We start looking for cures, for answers. If I do XYZ it will "fix" my child. We look for the magic bullet that will restore all our hopes and dreams. We hear what we have to do to help our child to improve their communication, their quality of life and we do anything possible to do it. ABA, OT, SALT, Social Stories, Schedules, diet, supplements etc. How many autie parents do we hear state that they'd sell their houses and bankrupt themselves in the pursuit of the latest therapy available. Unfortunately there are sharks out there that take advantage of parents at this stage promising that the latest "batshit therapy" is the "cure"... Swimming with dolphins is something that whilst a wonderful experience, it's not going to miraculously start your child talking in full sentences.

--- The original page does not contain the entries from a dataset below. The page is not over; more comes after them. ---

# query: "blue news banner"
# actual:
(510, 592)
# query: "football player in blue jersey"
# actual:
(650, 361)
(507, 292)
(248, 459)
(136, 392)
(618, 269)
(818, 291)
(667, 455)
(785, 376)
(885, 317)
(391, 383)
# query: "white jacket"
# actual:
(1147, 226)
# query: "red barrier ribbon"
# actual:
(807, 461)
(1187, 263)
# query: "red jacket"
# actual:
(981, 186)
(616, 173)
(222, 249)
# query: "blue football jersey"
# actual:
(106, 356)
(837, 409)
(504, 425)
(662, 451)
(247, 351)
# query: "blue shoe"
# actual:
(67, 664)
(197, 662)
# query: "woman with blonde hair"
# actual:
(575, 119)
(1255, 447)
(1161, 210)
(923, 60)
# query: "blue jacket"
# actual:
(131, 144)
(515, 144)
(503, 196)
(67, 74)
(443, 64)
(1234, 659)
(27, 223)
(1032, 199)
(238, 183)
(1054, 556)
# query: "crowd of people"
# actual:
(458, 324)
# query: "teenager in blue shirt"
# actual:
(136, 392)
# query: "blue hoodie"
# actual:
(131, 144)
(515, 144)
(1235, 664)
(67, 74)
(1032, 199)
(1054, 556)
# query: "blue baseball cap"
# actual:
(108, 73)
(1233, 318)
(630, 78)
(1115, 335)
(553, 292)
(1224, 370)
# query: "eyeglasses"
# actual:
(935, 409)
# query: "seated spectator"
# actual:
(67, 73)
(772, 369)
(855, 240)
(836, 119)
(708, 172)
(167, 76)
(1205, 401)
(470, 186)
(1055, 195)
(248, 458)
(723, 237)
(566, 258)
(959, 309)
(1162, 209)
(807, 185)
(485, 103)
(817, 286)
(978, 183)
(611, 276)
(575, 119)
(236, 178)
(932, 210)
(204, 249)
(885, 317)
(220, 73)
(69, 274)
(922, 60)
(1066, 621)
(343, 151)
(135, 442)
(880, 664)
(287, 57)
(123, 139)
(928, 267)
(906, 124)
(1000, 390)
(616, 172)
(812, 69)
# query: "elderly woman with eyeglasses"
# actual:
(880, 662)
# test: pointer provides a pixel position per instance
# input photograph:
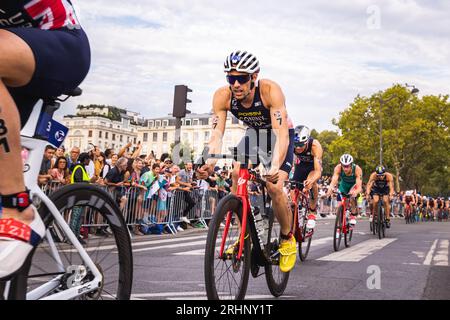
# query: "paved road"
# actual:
(412, 260)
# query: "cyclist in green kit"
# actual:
(349, 176)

Hanging upside down for 3 hours a day, drinking the dew from buttercups hasn't fixed the problem. You realise that its going to be a long slog and damn hard work. Your life becomes a ritual of appointments, reports, letters and fighting for services for your child that will work. Its easy to lose sight of your own needs and let them slide. Unfortunately, getting run down and tired has its own pitfalls. One of these is the "Black Dog" of depression. You want to retreat into your cave and hide for a while until someone who cares for you and supports you drags you back out. Don't be afraid to talk to your GP. Sometimes we all need a bit of help in the shape of a little round pill, its nothing to be ashamed of. While medicinal help is good to deal with your depression short term, its getting a support network established and in place whether a local group or an online group that's vital. Having others who understand and "get it" will help drag you from the cave that which seems attractive but is so debilitating in the long run. Ask for help...

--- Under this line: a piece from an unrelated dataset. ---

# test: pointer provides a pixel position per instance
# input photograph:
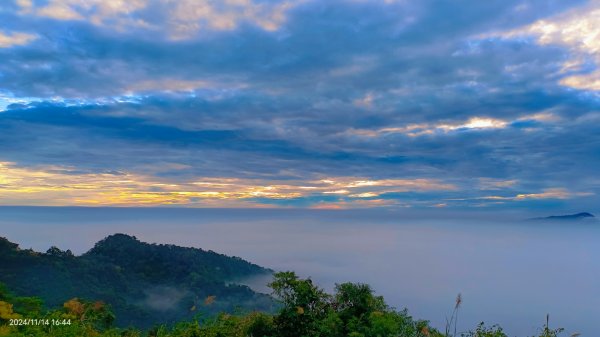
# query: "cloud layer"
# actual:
(435, 104)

Ok, so life isn't going to be the same as you thought it was going to be. Let go of the old dreams and create new realistic ones. Whats important is not your dreams but your childs dreams. There are plenty of successful, entrepreneurial people out there living life with autism. Many many autists go to college, have successful careers, get married and have children of their own. Don't look too far into the future as it's impossible to tell right now what capabilities and strengths your child will have 20 years into the future! Embrace and enjoy their current strengths and capabilities and stop looking at what they can't do... look at what they can. Acceptance is the greatest gift you can give your child. Different doesn't mean wrong, just not the same. Don't let anyone make you feel that way.

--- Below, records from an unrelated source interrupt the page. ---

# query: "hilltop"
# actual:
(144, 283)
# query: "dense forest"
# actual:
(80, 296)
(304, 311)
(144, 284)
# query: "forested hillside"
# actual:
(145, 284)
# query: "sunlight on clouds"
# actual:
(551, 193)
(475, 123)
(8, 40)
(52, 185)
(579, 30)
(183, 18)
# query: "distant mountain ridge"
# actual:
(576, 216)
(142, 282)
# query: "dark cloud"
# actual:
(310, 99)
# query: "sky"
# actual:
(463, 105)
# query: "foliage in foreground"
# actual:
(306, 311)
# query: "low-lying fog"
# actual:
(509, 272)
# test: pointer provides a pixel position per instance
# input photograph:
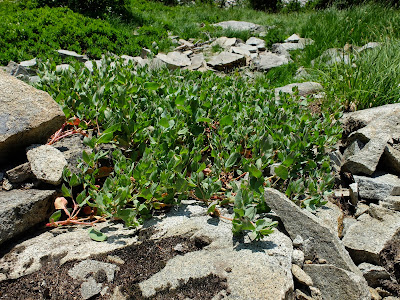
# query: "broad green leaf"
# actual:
(151, 86)
(96, 235)
(232, 159)
(226, 121)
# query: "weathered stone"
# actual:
(322, 242)
(260, 269)
(239, 26)
(361, 209)
(224, 42)
(304, 88)
(174, 60)
(336, 283)
(257, 42)
(269, 60)
(90, 266)
(330, 215)
(366, 160)
(298, 257)
(391, 202)
(378, 187)
(373, 274)
(225, 61)
(72, 243)
(366, 239)
(47, 163)
(67, 53)
(27, 116)
(72, 148)
(392, 159)
(22, 209)
(301, 276)
(90, 288)
(19, 173)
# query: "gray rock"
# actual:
(366, 160)
(67, 53)
(391, 202)
(301, 276)
(392, 159)
(373, 274)
(366, 239)
(378, 187)
(256, 42)
(353, 188)
(304, 88)
(72, 243)
(323, 243)
(197, 61)
(22, 209)
(174, 60)
(72, 148)
(240, 26)
(336, 283)
(225, 61)
(27, 116)
(261, 269)
(89, 266)
(269, 60)
(361, 209)
(298, 257)
(19, 173)
(47, 163)
(90, 288)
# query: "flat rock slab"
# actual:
(239, 26)
(27, 116)
(336, 283)
(69, 243)
(20, 210)
(319, 240)
(260, 269)
(304, 88)
(68, 53)
(377, 187)
(366, 238)
(174, 60)
(269, 60)
(47, 163)
(226, 61)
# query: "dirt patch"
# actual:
(140, 262)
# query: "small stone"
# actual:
(301, 276)
(353, 188)
(361, 209)
(298, 257)
(90, 288)
(47, 163)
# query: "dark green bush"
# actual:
(38, 32)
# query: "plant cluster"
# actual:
(192, 135)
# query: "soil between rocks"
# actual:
(140, 262)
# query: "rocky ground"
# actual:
(348, 249)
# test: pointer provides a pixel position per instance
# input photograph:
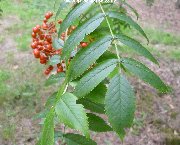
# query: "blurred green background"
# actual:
(22, 90)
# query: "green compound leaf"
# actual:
(92, 106)
(73, 15)
(145, 74)
(72, 114)
(76, 139)
(86, 57)
(79, 33)
(54, 60)
(54, 79)
(48, 129)
(120, 104)
(51, 100)
(106, 55)
(130, 7)
(97, 95)
(133, 44)
(90, 80)
(63, 5)
(97, 124)
(128, 20)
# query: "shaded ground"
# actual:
(157, 117)
(163, 14)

I've found over the past two years that as Munchkin has moved about on the spectrum (and they do, you're not stuck at the same stage always as the day you get your diagnosis!) I have moved about between the different stages of grief. Acceptance is great when you get there, but you will have days when new challenges arise that you'll slip back a few stages or dwell in bargaining or depression a little while. Thing is to keep moving back towards acceptance and getting on with your lives. I know its easy for me to say this as Munchkin has made such amazing progress but that in itself can put you back to the denial stage until autism shows its face again and you need to pull yourself through the different stages. I guess they don't call it a rollercoaster of emotion for nothing eh?